The real problem Microsoft faces is that many businesses are actually still using Windows 2000, and do not even regard XP as a great enhancement. Of course, they will inevitably upgrade, but it's not so simple on the other side of the tracks. Most Mac OS X upgrades involve just a few clicks of the mouse, and sitting back while the installer does its thing. Things do go wrong from time to time, but not very often. The reason you hear about it at troubleshooting sites is that people with problems are far more vocal about them. People who have no problems at all just get back to work and worry about more mundane pursuits, such as paying the bills, feeding the family and the rest.
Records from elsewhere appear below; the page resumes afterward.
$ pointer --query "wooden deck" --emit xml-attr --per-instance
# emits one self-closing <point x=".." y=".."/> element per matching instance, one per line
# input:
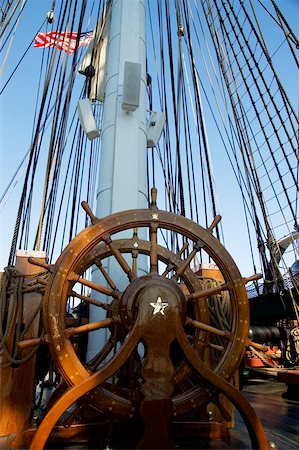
<point x="279" y="415"/>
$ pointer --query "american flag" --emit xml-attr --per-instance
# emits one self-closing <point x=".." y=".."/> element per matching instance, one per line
<point x="63" y="41"/>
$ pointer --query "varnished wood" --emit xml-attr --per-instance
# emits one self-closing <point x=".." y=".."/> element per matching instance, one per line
<point x="17" y="384"/>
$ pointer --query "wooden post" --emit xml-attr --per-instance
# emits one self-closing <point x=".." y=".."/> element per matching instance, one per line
<point x="17" y="383"/>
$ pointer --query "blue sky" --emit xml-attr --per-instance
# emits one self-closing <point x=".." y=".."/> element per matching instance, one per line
<point x="17" y="106"/>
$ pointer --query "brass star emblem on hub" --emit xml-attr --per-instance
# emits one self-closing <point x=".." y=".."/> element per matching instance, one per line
<point x="159" y="306"/>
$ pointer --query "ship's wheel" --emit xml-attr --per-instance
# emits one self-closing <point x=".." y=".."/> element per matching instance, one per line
<point x="166" y="311"/>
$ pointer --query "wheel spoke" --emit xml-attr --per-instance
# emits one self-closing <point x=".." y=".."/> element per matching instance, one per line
<point x="220" y="348"/>
<point x="69" y="332"/>
<point x="208" y="292"/>
<point x="118" y="256"/>
<point x="187" y="261"/>
<point x="153" y="248"/>
<point x="209" y="328"/>
<point x="99" y="357"/>
<point x="96" y="286"/>
<point x="90" y="300"/>
<point x="105" y="274"/>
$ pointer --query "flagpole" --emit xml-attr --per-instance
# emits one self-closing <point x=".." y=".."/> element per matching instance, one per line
<point x="123" y="162"/>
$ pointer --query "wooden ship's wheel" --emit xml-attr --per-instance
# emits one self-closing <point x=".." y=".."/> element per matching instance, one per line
<point x="161" y="325"/>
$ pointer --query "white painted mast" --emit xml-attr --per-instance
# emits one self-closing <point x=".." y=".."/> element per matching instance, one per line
<point x="123" y="171"/>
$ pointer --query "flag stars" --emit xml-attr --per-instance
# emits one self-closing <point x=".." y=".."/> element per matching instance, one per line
<point x="159" y="306"/>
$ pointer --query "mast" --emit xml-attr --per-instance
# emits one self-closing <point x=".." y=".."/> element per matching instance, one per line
<point x="123" y="167"/>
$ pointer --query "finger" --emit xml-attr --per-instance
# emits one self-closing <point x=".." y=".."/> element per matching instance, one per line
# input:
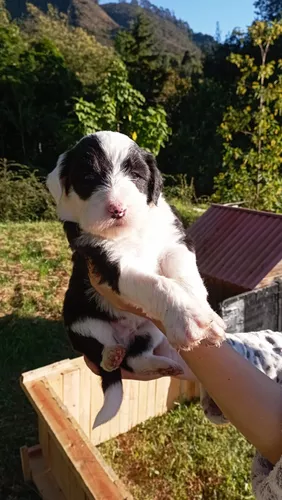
<point x="166" y="350"/>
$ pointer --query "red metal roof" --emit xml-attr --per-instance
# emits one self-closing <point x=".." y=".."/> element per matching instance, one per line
<point x="237" y="245"/>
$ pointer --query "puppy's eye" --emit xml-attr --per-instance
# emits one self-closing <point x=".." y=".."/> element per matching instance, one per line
<point x="136" y="175"/>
Here Apple will likely confront a serious problem, and that is to show that Leopard is really a compelling upgrade to Tiger, one that Mac users can't ignore. Of course they'll get 10.5 anyway, when they buy new Macs that ship with the upgrade preloaded. But otherwise, what will Leopard offer that Tiger lacks? So far, the rumors haven't been very enticing. All we're hearing about, so far, is a faster Finder, maybe a few more frills and better integration with Spotlight. There's talk of a telephony application, and enhancements in the user interface, individual features and perhaps the standard under-the-hood stuff to make everything run more efficiently. System administrators will no doubt appreciate the expected Universal installer, so they can deploy single disk images over a mixed network of PowerPC and Intel-based Macs.
But will there be enough eye candy to make you want to spring for another $129 for the upgrade? By the time Leopard arrives, Tiger will be from a year-and-a-half to two years old, so maybe you'll be anxious to try something new. Or maybe you'll just be content to leave well enough alone, and that's something Apple wouldn't like, because it'll then face the same dilemma that'll confront Microsoft whenever it gets Vista out the door.